In het hele debat rond de paringsdans van Ahold en Delhaize klinkt de stem van de vakbonden dan wel het luidst, toch zitten de meeste medewerkers niet bij de eigen supermarkten van de groep, maar bij de 704 winkels die worden uitgebaat door zelfstandigen. Ook die beginnen zich nu te roeren, zo vernam De Standaard van een aantal franchisenemers (die liever anoniem blijven).
“Albert Heijn hanteert een veel strakkere formule. Je praat bijna over schijnzelfstandigen”, citeert de krant een zelfstandige uitbater. “Als Albert Heijn hier zijn contracten oplegt, dreigt dat negatief uit te pakken voor de zelfstandigen”, zegt dan weer een collega van een AD Delhaize.

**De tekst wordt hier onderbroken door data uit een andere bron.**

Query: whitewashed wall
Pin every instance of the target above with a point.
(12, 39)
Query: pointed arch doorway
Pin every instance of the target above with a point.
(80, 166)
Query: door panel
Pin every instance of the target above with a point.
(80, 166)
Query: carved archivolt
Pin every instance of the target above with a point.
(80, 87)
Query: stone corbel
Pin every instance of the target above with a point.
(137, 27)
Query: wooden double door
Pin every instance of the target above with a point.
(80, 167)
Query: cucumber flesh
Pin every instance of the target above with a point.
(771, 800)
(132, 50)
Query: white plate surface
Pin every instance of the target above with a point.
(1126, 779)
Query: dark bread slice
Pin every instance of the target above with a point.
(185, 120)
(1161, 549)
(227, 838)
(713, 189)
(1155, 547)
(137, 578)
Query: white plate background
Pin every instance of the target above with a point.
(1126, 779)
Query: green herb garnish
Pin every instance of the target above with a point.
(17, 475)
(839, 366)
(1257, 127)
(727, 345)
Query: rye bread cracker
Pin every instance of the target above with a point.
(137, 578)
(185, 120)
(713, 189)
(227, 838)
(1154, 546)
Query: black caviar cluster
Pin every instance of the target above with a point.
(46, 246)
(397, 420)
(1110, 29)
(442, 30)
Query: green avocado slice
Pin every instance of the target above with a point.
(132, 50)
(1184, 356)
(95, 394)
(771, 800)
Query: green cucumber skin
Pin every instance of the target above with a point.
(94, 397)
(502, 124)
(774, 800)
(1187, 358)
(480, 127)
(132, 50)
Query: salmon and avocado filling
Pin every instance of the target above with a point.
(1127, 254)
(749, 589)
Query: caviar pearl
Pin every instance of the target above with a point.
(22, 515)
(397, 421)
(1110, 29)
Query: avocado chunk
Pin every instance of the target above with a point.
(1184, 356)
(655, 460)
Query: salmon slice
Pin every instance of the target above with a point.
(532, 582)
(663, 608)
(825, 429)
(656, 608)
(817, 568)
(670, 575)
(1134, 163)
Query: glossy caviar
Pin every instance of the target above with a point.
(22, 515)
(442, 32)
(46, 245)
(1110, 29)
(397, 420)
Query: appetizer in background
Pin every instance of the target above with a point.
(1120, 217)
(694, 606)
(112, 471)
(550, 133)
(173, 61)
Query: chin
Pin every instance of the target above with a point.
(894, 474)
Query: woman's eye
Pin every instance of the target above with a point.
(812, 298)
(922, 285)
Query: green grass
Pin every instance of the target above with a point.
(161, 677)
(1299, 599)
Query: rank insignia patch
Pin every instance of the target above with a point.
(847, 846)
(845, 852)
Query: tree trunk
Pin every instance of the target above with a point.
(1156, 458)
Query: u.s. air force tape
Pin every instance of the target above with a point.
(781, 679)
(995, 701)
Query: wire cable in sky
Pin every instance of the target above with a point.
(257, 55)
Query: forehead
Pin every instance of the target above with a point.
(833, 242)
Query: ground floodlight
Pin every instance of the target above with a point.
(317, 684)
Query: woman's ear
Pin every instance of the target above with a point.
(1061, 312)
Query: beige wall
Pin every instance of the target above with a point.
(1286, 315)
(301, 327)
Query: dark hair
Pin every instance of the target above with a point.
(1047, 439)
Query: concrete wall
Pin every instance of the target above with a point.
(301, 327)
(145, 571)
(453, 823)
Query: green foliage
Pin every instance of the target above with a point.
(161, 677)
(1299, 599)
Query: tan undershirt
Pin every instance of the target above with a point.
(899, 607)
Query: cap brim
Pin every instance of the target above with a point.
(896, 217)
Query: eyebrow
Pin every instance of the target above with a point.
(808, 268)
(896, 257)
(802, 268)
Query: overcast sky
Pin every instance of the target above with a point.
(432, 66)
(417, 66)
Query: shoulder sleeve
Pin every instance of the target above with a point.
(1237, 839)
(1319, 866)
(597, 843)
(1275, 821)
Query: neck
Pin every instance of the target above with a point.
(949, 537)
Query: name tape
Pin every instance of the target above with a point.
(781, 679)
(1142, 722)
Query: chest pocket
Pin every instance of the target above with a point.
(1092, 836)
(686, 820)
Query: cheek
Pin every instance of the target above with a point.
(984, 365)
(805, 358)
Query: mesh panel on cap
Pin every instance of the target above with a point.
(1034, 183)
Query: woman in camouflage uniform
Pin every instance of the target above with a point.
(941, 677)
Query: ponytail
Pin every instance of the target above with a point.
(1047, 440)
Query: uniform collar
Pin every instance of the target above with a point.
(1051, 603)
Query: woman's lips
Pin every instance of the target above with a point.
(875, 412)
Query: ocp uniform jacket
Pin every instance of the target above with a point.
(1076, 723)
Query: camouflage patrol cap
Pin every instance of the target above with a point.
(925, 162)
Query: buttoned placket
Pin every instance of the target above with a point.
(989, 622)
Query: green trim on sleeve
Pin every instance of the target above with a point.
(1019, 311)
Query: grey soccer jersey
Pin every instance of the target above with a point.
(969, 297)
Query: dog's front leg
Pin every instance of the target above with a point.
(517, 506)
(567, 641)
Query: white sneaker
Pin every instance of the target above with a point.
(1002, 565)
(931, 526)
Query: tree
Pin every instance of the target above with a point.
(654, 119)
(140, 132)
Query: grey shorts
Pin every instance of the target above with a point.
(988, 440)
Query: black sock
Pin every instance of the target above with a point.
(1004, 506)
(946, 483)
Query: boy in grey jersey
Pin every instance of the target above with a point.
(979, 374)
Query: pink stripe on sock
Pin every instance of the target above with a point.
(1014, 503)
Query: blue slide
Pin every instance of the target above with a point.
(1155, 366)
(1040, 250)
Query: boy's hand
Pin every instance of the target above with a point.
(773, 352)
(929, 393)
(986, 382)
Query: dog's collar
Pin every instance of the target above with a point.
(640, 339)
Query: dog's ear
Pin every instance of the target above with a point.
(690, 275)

Al nuanceert een woordvoerder van Ahold dat meteen: “We willen dat al onze winkels er hetzelfde uitzien en dat de klanten er hun vertrouwd assortiment terugvinden. Maar er blijft ruimte om in te spelen op de lokale omgeving. De zelfstandigen kopen zowat 90 procent van het assortiment bij ons.” Daarnaast bepaalt het concern ook het promotiebeleid, de timing van campagnes en de folder.
Extra marge dankzij “ruimte voor ondernemerschap”
Delhaize staat er daarentegen juist om gekend dat het zijn zelfstandigen de nodige ruimte laat om te ondernemen. Volgens sommige uitbaters is het zelfs net die grotere vrijheid, om zelf het assortiment samen te stellen, die de zelfstandige winkelier extra marge bezorgt.
“Sommige zelfstandigen zijn voormalige slagers en hebben een ruime vleesafdeling in hun AD Delhaize, andere zijn van vorming kok en hebben een grote warme keuken”, aldus de krant, die er een citaat van Denis Knoops, CEO van Delhaize België bijhaalt: “Dat ondernemerschap komt ook ons ten goede. Prachtig.”
Bovendien komt de mogelijke overname volgens de kritische stemmen op een moeilijk moment: “Eén derde van de zelfstandige winkels bij Delhaize groeit nog in omzet, twee derden zien hun omzet terugvallen”, zegt een waarnemer. Ook menen de zelfstandigen volgens De Standaard dat ze niet veel kanten op kunnen: ze zijn niet alleen gebonden door “contracten van vijf tot tien jaar”, “de Carrefour-formule is minder rendabel” en “Spar en Alvo zijn minder krachtige merknamen”, zo besluit de krant.